UK consumer confidence returned to its February 2020 (pre-Covid) high, and while there was a small dip in Eurozone consumer confidence, it remains strong and above pre-covid levels. US consumer confidence reflects some concern around what to expect from inflation moving forward. However, consumer spending continues to reflect strong above-trend year-on-year growth rates in the UK (9.7%) and USA (18.0%) in June, and the Eurozone for May (9.0%).
To continue the positive news, US employment data showed 850,000 jobs were added in June. This was above economists’ expectations of 720,000 and the strongest increase seen since August 2020. In the UK, the unemployment claimant count of 5.8% is at its lowest level since April 2020.
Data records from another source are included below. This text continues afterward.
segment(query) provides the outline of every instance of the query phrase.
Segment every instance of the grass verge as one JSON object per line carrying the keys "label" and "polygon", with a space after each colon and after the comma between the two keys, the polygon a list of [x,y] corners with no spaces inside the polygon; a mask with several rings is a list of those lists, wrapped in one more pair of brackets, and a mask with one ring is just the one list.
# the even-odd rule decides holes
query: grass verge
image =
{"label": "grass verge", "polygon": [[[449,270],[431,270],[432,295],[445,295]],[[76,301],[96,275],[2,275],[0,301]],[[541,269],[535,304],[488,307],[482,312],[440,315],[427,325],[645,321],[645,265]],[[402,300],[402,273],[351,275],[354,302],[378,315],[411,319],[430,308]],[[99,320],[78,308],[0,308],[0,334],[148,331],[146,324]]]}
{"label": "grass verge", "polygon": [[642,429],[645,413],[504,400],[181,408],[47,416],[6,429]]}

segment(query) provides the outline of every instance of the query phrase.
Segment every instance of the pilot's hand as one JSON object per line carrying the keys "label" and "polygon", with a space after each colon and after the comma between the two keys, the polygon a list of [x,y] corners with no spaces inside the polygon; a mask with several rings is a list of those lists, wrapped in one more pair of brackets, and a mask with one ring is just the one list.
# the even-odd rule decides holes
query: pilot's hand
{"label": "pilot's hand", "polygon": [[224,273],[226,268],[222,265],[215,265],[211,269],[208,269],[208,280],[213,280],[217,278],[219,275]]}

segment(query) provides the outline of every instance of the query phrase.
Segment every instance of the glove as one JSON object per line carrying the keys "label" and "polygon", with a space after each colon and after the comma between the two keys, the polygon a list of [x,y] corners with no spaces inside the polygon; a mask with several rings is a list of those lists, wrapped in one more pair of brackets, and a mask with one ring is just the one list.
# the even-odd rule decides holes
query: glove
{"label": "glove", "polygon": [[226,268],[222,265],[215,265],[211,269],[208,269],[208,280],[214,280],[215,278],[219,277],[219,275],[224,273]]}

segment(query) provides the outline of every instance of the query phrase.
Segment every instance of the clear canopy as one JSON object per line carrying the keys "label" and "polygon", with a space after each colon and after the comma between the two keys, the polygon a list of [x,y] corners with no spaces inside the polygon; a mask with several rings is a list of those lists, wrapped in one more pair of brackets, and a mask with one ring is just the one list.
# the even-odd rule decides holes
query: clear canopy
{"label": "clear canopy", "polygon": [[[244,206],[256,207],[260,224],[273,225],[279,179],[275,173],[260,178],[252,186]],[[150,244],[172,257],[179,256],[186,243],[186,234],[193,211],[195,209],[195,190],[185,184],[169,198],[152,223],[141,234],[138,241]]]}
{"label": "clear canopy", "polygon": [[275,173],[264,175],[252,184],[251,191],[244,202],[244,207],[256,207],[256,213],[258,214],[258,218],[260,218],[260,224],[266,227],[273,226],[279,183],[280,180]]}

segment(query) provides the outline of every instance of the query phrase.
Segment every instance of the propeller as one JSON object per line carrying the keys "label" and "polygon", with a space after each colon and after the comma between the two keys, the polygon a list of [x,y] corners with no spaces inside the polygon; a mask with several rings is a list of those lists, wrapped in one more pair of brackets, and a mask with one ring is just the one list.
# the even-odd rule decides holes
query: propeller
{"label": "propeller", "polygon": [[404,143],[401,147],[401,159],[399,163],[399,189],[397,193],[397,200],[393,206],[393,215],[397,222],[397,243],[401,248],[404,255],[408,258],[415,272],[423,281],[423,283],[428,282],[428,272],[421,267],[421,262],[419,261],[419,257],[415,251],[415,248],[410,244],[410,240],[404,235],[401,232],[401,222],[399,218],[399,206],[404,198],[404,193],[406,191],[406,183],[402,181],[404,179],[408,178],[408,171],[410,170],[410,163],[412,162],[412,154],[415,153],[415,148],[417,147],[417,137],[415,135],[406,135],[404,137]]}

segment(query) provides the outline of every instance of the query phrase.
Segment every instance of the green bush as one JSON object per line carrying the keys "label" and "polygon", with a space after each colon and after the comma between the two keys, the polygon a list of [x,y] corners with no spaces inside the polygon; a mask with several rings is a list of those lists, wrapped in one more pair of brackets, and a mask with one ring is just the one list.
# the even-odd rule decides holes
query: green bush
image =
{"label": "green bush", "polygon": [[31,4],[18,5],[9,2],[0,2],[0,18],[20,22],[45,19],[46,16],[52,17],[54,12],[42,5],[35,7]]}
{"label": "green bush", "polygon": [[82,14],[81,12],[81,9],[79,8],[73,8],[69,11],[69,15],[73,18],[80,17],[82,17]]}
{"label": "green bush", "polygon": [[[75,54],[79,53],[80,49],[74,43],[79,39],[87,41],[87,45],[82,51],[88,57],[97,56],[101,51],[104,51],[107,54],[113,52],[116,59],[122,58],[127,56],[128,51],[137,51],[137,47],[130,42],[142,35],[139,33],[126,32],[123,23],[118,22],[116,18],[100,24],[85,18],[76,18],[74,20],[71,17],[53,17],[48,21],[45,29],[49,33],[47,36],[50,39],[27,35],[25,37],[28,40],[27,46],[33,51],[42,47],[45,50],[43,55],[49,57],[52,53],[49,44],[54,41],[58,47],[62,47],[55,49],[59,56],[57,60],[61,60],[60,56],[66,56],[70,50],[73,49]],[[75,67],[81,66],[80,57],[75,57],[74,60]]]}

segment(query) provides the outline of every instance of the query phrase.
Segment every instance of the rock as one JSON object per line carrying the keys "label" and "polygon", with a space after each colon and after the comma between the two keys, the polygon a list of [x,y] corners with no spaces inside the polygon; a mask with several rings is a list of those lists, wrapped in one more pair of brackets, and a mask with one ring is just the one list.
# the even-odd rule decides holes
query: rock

In China, regulators announced that they were tightening restrictions on a number of sectors, including for-profit tutoring companies, online finance, e-commerce, and ride-hailing. This saw Emerging Markets shares have their most difficult month since March 2020 (more details below).
On balance, markets were largely positive. The combination of continued economic recovery and healthy vaccine rollout progress provided governments with enough confidence to ease restrictions. This said the continued spread of the Delta variant has had an impact on investors attitudes somewhat. Emerging Markets (EM) and Asia Pacific excluding Japan (APxJ) shares fell after Chinese regulators increased their attention on the sectors we mentioned above.
The FTSE-250 (2.56%), US (+2.27%) and Europe (+1.97%) all performed well, while Japan (-2.38%), APxJ (-6.84%) and EM (-7.04%) fell. The FTSE-100 (-0.17%) moved slightly lower, as concern about the spike in cases raised concerns, although this was somewhat softened by the data showing how hospitalisations have remained low compared to previous waves.
The performance of foreign currency generally had a negative impact on Plan performance. We saw sterling rise in value against the US dollar and the euro. However, the Japanese yen rose against sterling which meant that the decline in Japanese share performance was marginally dampened.
The pound rose against the euro (+0.42%), the US dollar (+0.53%) and fell against the Japanese yen (-0.74%). The UK sterling’s strength was mainly driven by concern among the committee who set the Bank of England interest rate, as if inflation gathers momentum, interest rates might need to rise sooner than previously expected.
Investment type performance breakdown
Shares moved lower in July (-0.51%), as the decline in Emerging Markets, Asia Pacific ex-Japan and Japanese shares offset the gains in other markets. The property sector continued its recent strong recovery (+3.41%) and bond prices also increased marginally (+0.47%) in July, after market concerns about inflation faded somewhat.
Summary with Plan details
Overall, our Plan performance was mixed in July. Our Investment Plans with a higher proportion of shares and property, such as our Adventurous Investment Style, saw a decline in performance throughout the month. On the other hand, our Plans with greater exposure to bonds, such as our Cautious Investment Style, saw an improvement as the growth in bonds and property offset the decline in shares.
Our Investment Team continue to actively monitor the financial markets and their impact on your Plan, and as always, we are ready to act in your best interests to events as they unfold.
Past performance is not a reliable indicator of future results.
Please remember the value of your investments can go down as well as up, and you could get back less than invested.